GM shares have been trading at 50-year lows this week as credit rating agencies Standard & Poor's (MHP) and Fitch Ratings both issued reports expressing concern that GM and Ford Motor (F) won't have enough cash to last through 2009 if sales continue to fall. Since Chrysler is privately held, information available about its true financial condition is not known.
At the end of the second quarter, GM was going through $1 billion of its cash reserves a month after reporting a $15.5 billion quarterly loss. That burn rate is believed to have accelerated as consumers have found it difficult to get loans for new cars amid the credit crunch, leading GM to raise its cash-back incentives. GM will report third-quarter earnings later this month.

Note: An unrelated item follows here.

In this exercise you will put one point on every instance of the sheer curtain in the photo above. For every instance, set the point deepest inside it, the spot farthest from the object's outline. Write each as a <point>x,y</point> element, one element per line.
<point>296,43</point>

The executives who confirmed the talks between GM and Chrysler said negotiations, which began in August, have been tabled until the financial markets calm down. "Talks will pick up again," said one high-ranking executive. The Dow Jones industrial average lost almost 20% last week, its worst week in history. GM lost 46% of its market value last week, closing at $4.89 on the New York Stock Exchange on Oct. 10.
The stock price isn't the only worrisome measure of Detroit's woes. The automakers' bond prices and bank debt have been trading at deeply discounted levels on fears that one or more of the companies won't survive. Most GM and Ford bonds trade at 30¢ to 50¢ on the dollar. Chrysler bank debt trades at around 30¢ on the dollar.
The motivation for a GM-Chrysler merger? Large-scale cost savings. One GM executive who spoke on condition of anonymity said the automaker and Chrysler could get rid of massive overhead and boost profits for the remaining company. The companies would cut thousands of white-collar jobs and factories. The cost savings GM is looking at would also help get a deal financed, said the executive.
GM would find even greater savings, the executive added, with a partner like Ford, since both companies have global operations they could combine. But he declined to say that GM is in talks with Ford. GM management on the whole thinks the industry is ripe for consolidation. Gary Dilts, senior vice-president at automotive consultant J.D. Power & Associates, agrees. "I'd be surprised if we didn't see consolidation by the next calendar year."
Getting there would be incredibly difficult. Two GM executives familiar with the talks say there's no certainty that a merger will happen. But even if there's no GM-Chrysler deal, it's clear that GM's top management is at least open to more dramatic options than simply restructuring their business. "This is about massive cost reduction," says one GM executive, who added: "No deal comes without risk." Indeed, it won't be easy to make sense of the two companies at a time when liquid assets are so short for both.
Skeptics don't see a merger between troubled Detroit companies as a panacea. John Casesa, a partner at auto-industry consulting firm Casesa Shapiro, likened a GM-Chrysler deal to the ill-fated mergers of the 1950s, when companies like Hudson and Nash merged, or Packard and Studebaker. These marriages of marginal players didn't result in long-term survival.
GM and Chrysler could easily cut billions in costs, Casesa says. "They would have one set of pickup truck engineers, one for minivans and crossover sport-utility vehicles, one group for marketing or accounting, and so on…. But that's the easy part." The bigger challenge, says Casesa, is holding on to the revenue of both companies. Each is struggling to brake a freefall in truck sales, Casesa says, and merging won't end the shared struggle to lure customers into showrooms.
"GM would be a lot better off if Chrysler just went away," said one industry analyst who consults with GM, who spoke on condition of anonymity because of the sensitivity of the discussions. "A whole lot of loyal Dodge, Chrysler, and Jeep buyers—the ones who are left—would turn to GM as well as Ford if they had to change brands," said the consultant. "But if you buy the idea that GM basically has to eliminate brands, and therefore a lot of that sales volume, they lose some of that scale and have the headaches and costs of winding down Chrysler on top of that," he adds.